Face à la propagation du coronavirus, masques et gants sont presque devenus tendance, « juste au cas où ». Mais les porter n’est pas forcément efficace, et peut même favoriser la contamination.
Lundi à Paris, juste avant l’entrée en vigueur d’un confinement sans précédent, il était facile de croiser sur les trottoirs des porteurs de masque, simple masque chirurgicaux ou masque à haut niveau de protection dits FFP2.
Pourtant les recommandations de l’Organisation mondiale de la santé sont claires : le plus important est de se laver les mains, d’éviter de se toucher le visage et de garder ses distances. Il faut porter un masque si on est malade ou quand on s’occupe d’une personne présumée infectée par le coronavirus.

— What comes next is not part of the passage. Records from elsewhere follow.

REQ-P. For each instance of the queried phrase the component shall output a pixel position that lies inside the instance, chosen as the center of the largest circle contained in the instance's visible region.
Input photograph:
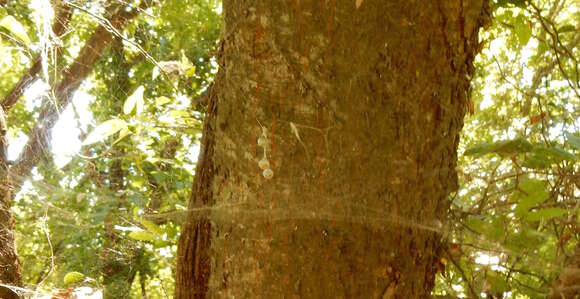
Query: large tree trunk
(357, 106)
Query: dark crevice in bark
(193, 259)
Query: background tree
(329, 149)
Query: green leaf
(479, 149)
(122, 134)
(567, 28)
(546, 214)
(162, 100)
(492, 229)
(105, 130)
(533, 192)
(503, 148)
(73, 278)
(522, 30)
(151, 227)
(142, 236)
(573, 140)
(16, 28)
(135, 101)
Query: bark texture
(357, 107)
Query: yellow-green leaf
(135, 101)
(142, 236)
(151, 227)
(122, 134)
(546, 214)
(16, 28)
(105, 130)
(162, 100)
(73, 278)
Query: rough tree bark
(357, 107)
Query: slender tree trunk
(12, 177)
(9, 263)
(119, 253)
(357, 107)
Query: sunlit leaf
(503, 148)
(522, 30)
(573, 140)
(73, 278)
(105, 130)
(135, 101)
(531, 192)
(151, 227)
(124, 132)
(546, 214)
(567, 28)
(162, 100)
(142, 236)
(16, 28)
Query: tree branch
(72, 78)
(58, 28)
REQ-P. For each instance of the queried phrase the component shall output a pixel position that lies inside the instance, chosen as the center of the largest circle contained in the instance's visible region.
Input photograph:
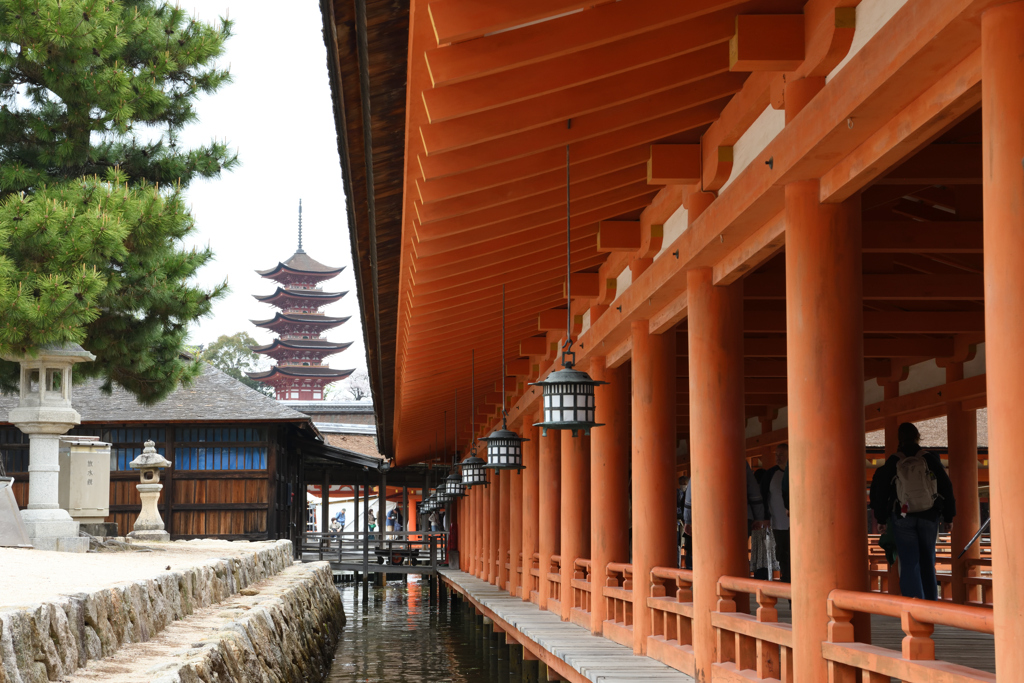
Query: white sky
(278, 114)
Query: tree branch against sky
(279, 115)
(93, 96)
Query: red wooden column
(1003, 179)
(550, 497)
(576, 510)
(515, 529)
(962, 431)
(609, 470)
(484, 519)
(653, 413)
(715, 336)
(504, 481)
(824, 345)
(530, 500)
(494, 519)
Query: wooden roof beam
(566, 71)
(899, 347)
(883, 322)
(580, 100)
(619, 236)
(488, 239)
(883, 287)
(938, 164)
(466, 199)
(602, 25)
(927, 238)
(436, 215)
(519, 223)
(600, 133)
(674, 165)
(458, 20)
(767, 42)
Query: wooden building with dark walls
(236, 457)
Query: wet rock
(48, 641)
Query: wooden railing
(555, 585)
(671, 603)
(747, 643)
(520, 587)
(535, 579)
(850, 662)
(978, 581)
(358, 550)
(617, 594)
(582, 593)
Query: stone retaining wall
(289, 636)
(48, 641)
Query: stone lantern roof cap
(68, 351)
(148, 459)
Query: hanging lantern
(504, 450)
(568, 400)
(454, 485)
(568, 393)
(472, 471)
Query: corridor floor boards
(568, 649)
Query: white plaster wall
(624, 280)
(676, 225)
(749, 146)
(871, 15)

« Porter un masque peut vous empêcher de transmettre la maladie à quelqu’un d’autre », soulignait récemment le Dr Mike Ryan, directeur des programmes d’urgence de l’organisation onusienne. Mais « il y a des limites quant à la capacité du masque à vous protéger d’une contamination », ajoutait-il, assurant toutefois « ne pas critiquer ceux qui portent des masques ».
Un message qui a du mal à passer
Les consignes sont d’autant plus importantes que ces objets de prévention sont nécessaires au personnel de santé et que l’OMS, qui estime qu’il faudrait 89 millions de masques par mois dans la lutte contre le Covid-19, a alerté contre un « rapide épuisement » des équipements de protection au niveau mondial. Mais le message ne semble pas passer pour tout le monde.
« Je suis surpris de voir par la fenêtre de mon ministère le nombre de personnes qui sont dans la rue avec des masques (…) alors que cela ne correspond pas à des recommandations », a déclaré lundi le ministre français de la Santé, Olivier Véran, dénonçant aussi les « vols dans les hôpitaux ».
« Je ne suis pas malade, mais j’ai des enfants et une mère âgée, alors au cas où, je préfère porter un masque », se justifie Mariam, 35 ans, en fermant la portière de sa voiture avec une main gantée de latex blanc.
Les personnels de santé pénalisés
La mère de famille, qui préfère ne pas donner son nom, reconnait avoir eu son masque par « la mère d’une amie qui travaille dans un hôpital », alors que certains soignants se plaignent de ne pas pouvoir en obtenir.
Au-delà de pénaliser médecins ou infirmiers en première ligne dans la lutte contre l’épidémie, porter un masque peut avoir un effet contreproductif car les règles d’utilisation et d’élimination sont strictes : se laver les mains avant, l’installer sur le visage sans que l’air puisse passer, ne pas toucher le masque une fois qu’il est en place ou se laver les mains tout de suite si c’est le cas…
Mais « les gens sont tout le temps en train de manipuler leur masque (…) et c’est potentiellement en le manipulant qu’on se contamine, puisque par hasard si on a croisé le virus, il y a du virus sur le masque », a expliqué le directeur général de la Santé en France, Jérôme Salomon.
Les gants instaurent un « faux sentiment de sécurité »
Et le risque est similaire pour les gants. « Si les gens n’arrêtent pas de se toucher le visage, (les gants) ne servent à rien », explique le Dr Amesh Adalja, du Centre pour la sécurité sanitaire Johns Hopkins aux États-Unis.
Le virus ne se transmet pas par la peau, mais quand la main (ou le gant) transfère des gouttelettes infectées jusqu’au nez ou à la bouche. Or selon une étude publiée en 2015 dans la revue American Journal of Infection Control, on se toucherait le visage une vingtaine de fois chaque heure.
En plus, « porter des gants peut donner aux gens un faux sentiment de sécurité », insiste le Dr Adalja, notant que les gants d’hôpitaux, pas destinés à une utilisation dans la vie quotidienne, peuvent se déchirer.
Et en plus « si vous portez des gants, vous ne pouvez plus vous lavez les mains », note Olivier Véran.
Un obstacle qui n’arrête pas Oriane, 32 ans. « Je nettoies les gants », assure la jeune chef d’entreprise en mimant dans la rue le frottement de de ses gants jetables bleus.